Ages of my children: 7, 4, & almost 2
Educational philosophies I pull from: Classical, Interest-Led Learning
A few weeks ago, I spent the weekend visiting Peace Hill Press and its founder, Susan Wise Bauer. Known for fostering a modern-day movement of the classical method of teaching, she is someone I’ve long admired. It was an honor to meet her.
So it might surprise you to hear that we’re not homeschooling next year. Oh, well, of course we are in the organic, basic rudimentary definition of the word—I hold the belief that education always begins at home, whether or not families are aware. But formally, we are taking a step of faith and enrolling our kids in a local private school.
This was a tough, tough decision, and most of my closer friends and family know that we wrestled with this decision most of the spring semester. But in the end, we feel a strong peace that this is our learning path next year, and we’re excited.
So why am I participating in the curriculum fair here, you might be asking? Well, because we’re going to try out something that I learned about this past spring, and it’s one of the things that released me from the disappointment in not homeschooling next year.
It’s called afterschooling.
Afterschooling: What is it?
It’s almost silly that this even needs a name, in many ways, but afterschooling is simply homeschool, after school. It can look a lot of ways, just like homeschooling. I’ve jokingly come to call it Homeschool Lite.
Increasing in popularity, many families choose to do afterschooling in order to go deeper in an area a student’s school isn’t able, to cover a topic that’s completely ignored at school, or to foster more interest-led learning. I learned a great deal about afterschooling at Teaching My Baby to Read, and the Well Trained Mind forums also has a forum just for afterschooling.
As we considered the possibility of afterschooling, one of our highest criteria was finding a school with a low homework policy. After all, kids need tons of play (where some of the best learning happens!), and I have no intention of bogging down our kids with more than is necessary.
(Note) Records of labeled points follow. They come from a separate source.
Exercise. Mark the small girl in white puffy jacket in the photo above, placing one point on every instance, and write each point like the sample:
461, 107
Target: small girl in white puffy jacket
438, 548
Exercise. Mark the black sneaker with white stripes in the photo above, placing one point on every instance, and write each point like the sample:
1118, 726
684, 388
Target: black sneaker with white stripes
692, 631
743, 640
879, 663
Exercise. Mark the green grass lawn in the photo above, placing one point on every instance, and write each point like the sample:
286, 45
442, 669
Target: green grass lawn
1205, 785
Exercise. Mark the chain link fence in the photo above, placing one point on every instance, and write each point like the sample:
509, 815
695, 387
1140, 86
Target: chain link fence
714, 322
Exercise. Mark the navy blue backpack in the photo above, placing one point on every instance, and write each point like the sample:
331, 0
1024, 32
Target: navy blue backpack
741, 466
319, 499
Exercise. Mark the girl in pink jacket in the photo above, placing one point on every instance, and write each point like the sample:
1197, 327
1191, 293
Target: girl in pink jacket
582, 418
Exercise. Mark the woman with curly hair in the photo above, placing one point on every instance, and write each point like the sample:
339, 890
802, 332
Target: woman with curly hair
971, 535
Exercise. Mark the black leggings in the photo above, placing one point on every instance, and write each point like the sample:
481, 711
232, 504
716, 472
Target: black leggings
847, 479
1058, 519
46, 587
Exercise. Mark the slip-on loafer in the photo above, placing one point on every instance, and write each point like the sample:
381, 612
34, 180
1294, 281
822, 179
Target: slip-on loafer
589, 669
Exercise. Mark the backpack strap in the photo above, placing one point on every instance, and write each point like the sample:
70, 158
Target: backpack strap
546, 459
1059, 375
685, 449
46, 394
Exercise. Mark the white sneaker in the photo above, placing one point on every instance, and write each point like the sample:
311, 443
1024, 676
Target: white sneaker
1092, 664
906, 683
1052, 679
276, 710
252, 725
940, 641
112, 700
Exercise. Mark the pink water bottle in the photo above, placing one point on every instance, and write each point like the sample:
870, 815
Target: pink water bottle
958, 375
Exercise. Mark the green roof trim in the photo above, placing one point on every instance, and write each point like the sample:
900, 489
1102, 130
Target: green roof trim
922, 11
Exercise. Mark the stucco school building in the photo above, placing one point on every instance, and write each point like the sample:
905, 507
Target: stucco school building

We’re going to try it out this next year, and if it ends up being too much, we’ll slow down. We might even shelve the idea for awhile and pick it back up later. Or we may stop doing the private school and return to only homeschooling.
Our afterschool plan
We’re going to ease into it, and we may not even do afterschooling every week. But these will be our resources.
1. First Language Lessons
I really do love everything from Peace Hill Press, and their grammar curriculum is at the top of their game. We’ll continue doing First Language Lessons, since it worked so well for us this past year. I’m guessing we’ll do one to two lessons a week, tops.
2. The Ordinary Parent’s Guide to Teaching Reading
Our 7-year-old learned to read using this curriculum when she was four, and we didn’t even need to finish it—it just clicked for her. I have a hunch it won’t be the same for her 4-year-old brother, but he’s showing eagerness to learn. We’ll pull out our Ordinary Parent’s Guide this summer and ease into phonics, slowly.
3. Story of the World
Of course, right? We love this history curriculum, especially the mp3 version. We just listen to Story of the World in the car, talk about it a lot, and pursue the activities and further research if the kids are interested. Tate begs to listen to SOTW, so it’s fun for her.
4. History sentences (and songs) from Classical Conversations
We participated in CC this past year, and we loved the 24 history sentences, easily learned by song. I’m blown away by how much history our entire family memorized. We’re not participating in our local chapter next year, but I’ll still order next year’s CDs and play those in the car as well.
5. Geography maps and memory work from Classical Conversations
My first-grader also learned an enormous amount of geography, and she loved it. We’ll keep on with the CC map tracing, memory work, and exploration of cultures and places as the interest arises.
I know I’ll miss the longer hours of homeschooling next year. But we’re very much a year-at-a-time, kid-at-a-time family—I don’t for a second doubt that we’ll homeschool again. It might not be the best fit for our family next year, but that doesn’t mean that’ll always be the case.
Have you ever tried afterschooling? What was it like for you?
(Peace Hill Press gave me complimentary curricula for review.)